When I reached the point where I had to make a decision, I took one look at the footpath and there was no question about it. This was a motorway amongst footpaths, with new hunting gates, a wide level path, and new duckboards over any boggy bits. I made good speed along the path, hindered only a little by overhanging branches as it went through the forest. Even the waymark saying 'YHA Only' was easy to spot. Once I was off the main path and into the extensive wooded hostel grounds, though, it was a little more confusing. I had entered the grid reference of the hostel into my GPS, which indicated I was going in the right direction at first, but then started to show that I had overshot my destination, yet there were no other paths going off anywhere. To add to the confusion, my GPS kept losing signal strength, so became very erratic and kept pointing in random directions. There was little I could do, other than to keep following the path, which eventually doubled back on itself whilst dropping down the steep hillside, and then the hostel came into sight.

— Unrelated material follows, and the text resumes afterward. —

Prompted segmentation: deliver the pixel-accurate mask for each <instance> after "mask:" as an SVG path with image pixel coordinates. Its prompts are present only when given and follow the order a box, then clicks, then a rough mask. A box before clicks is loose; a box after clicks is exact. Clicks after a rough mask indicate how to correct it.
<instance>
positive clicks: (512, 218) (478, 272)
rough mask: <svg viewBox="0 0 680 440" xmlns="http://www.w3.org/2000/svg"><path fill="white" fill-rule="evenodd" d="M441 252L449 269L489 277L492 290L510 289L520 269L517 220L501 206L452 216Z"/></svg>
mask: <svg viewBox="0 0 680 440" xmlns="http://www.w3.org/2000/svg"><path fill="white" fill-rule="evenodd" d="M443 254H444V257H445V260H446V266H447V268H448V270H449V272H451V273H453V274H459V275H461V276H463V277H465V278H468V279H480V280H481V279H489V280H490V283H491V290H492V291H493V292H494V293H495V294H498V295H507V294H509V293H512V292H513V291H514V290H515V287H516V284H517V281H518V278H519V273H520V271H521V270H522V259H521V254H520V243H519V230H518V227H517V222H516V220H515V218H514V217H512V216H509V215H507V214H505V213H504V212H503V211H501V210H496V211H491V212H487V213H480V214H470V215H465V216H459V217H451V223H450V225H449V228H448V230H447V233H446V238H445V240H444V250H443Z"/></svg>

The hostel building is magnificent, being an old country house, Plas Gwynant, with stunning views of Llyn Gwynant from the dining room and from the gardens. The grounds consist of forty acres of woodland, with large displays of rhododendrons everywhere. It was 18.40 by the time I checked in (checkpoint 32B), but I had no problem in ordering a meal, which had been my main concern. I had spaghetti bolognaise and treacle sponge with ice cream plus a couple of bottles of beers from the Purple Moose brewery. There were quite a few other diners, some of them being very chatty and interested in the Cambrian Way and other long distance walks.

After dinner, I did some washing, as there was a good drying room. I should then have enough clean clothes to last me for the rest of the walk. Although there were a number of people staying at the hostel, it is very large, so I was only sharing a 9-bedded dormitory with one other person and was able to get the only non-bunk bed, which was a definite advantage when it came to making up the bed. I set off to go outside to have a look around, but was waylaid by a South African couple by the doorway for some time, so never made it. There were a few midges around because of all the trees, but they weren't too much of a problem, unlike the Highlands of Scotland, which had recently been on the news because of the huge swarms that they had been suffering. They had hoped that the severe winter would have helped to reduce their numbers, but this didn't seem to have happened. I never quite understand why Scotland has so much more of a problem with midges than similar areas of England and Wales, but then if I did, I could probably make a fortune by selling the secret to the Scottish tourist industry, which loses a fortune every year because of them.